研究领域

Prof. Yan's group is composed of 2 professors, 4 associate professors and 4 assistant professors. Research in the group revolves around the scientific and technological issues related to biomedical informatics, especially those involving computer aided interpretation of biomedical signals and images. It overlaps a number of areas in biomedical imaging and medical instrumentations. Most of Prof. Yan's graduate students and research staff collaborate with a number of universities and major IT companies.

Major directions include:

(1) Early diagnosis technologies: Advanced noninvasive medical imaging modalities and computer aided diagnosis for structural and functional images in the level of systems,organs, tissues, cells and molecules.

(2) Rehabilitation and assistive technologies: Hardware and software technologies on feedback type human-machine interfaces and games to improve patients' cognition and physical activities; long term wireless multi-physiological parameters monitoring technologies for aging populations.

Recent Works:

(1) Advanced digital medical imaging solutions. Researches in this topic include: Inventing novel technologies for early detection and diagnosis of Alzheimer's disease, breast cancer and atherosclerosis; developing more accurate, sensitive, and rapid high definition (HD) medical imaging solutions with own IP rights, e.g., the embedded video processing technology, the real-time image mosaic technology for multi-channels videos, and the parallel acceleration technology for full HD images.

Outcomes in this topic have already been implemented in: The full HD endoscope for otolaryngology-head and neck surgery, the super-high resolution laparoscopy, the novel ureterorenoscopy, and laser speckle imaging system.
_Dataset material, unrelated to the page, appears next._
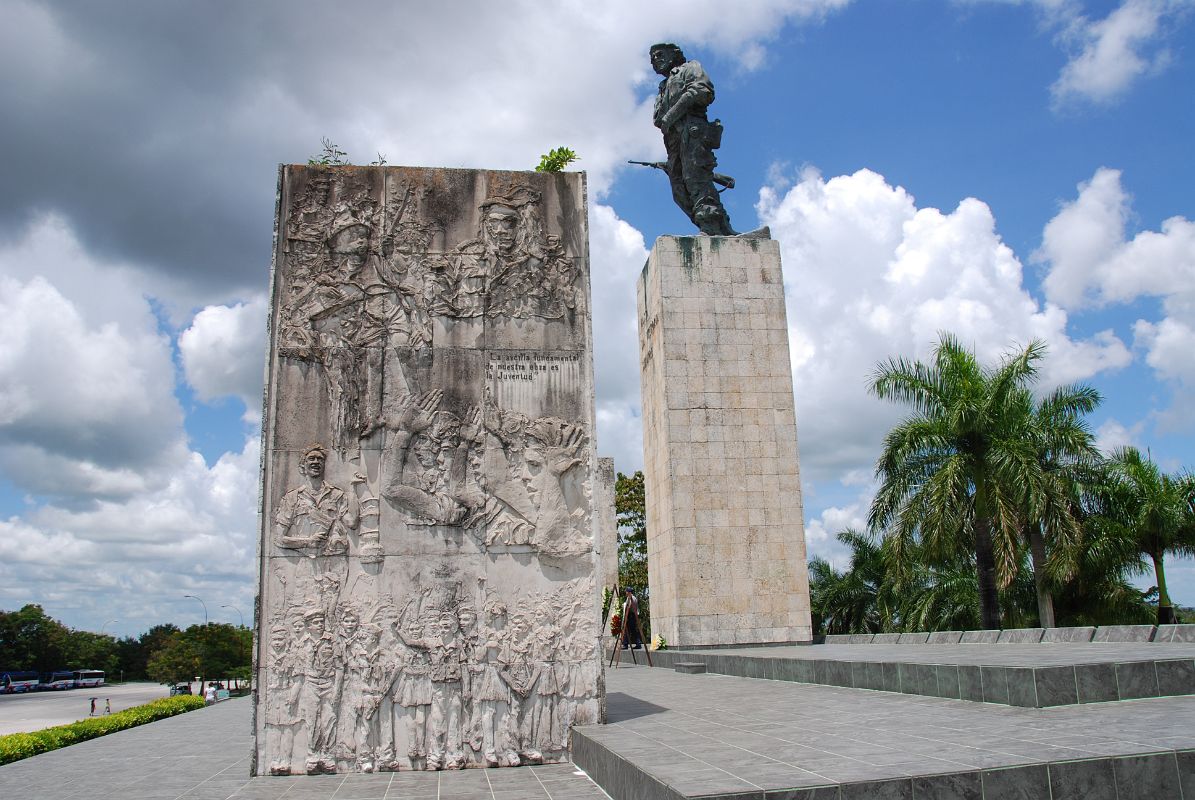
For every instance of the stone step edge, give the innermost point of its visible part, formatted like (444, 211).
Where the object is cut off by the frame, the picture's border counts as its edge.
(1043, 686)
(1163, 770)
(2) Multi-physiological parameter monitoring and rehabilitation technologies. Researches in this topic include: Inventing novel technologies for prevention and early detection of Alzheimer's disease, hypertension and diabetes; generating new technologies to prevent and diagnose cardiovascular and cerebrovascular diseases by combing multidisciplinary technologies (e.g., electrophysiological, medical clinical atherosclerosis and social emotional cognition technologies); developing long termw ireless multi-physiological parameters monitoring technologies, and neural information processing and functional rehabilitation technologies; exploiting portable,easy to use and efficient intelligent mobile medical monitoring terminals and the cognitive training system based on emotional perception.

Outcomes in this topic are expected to be implemented in: Sleep monitoring networks,regional integration rehabilitation training monitoring systems, home care and healthcare systems.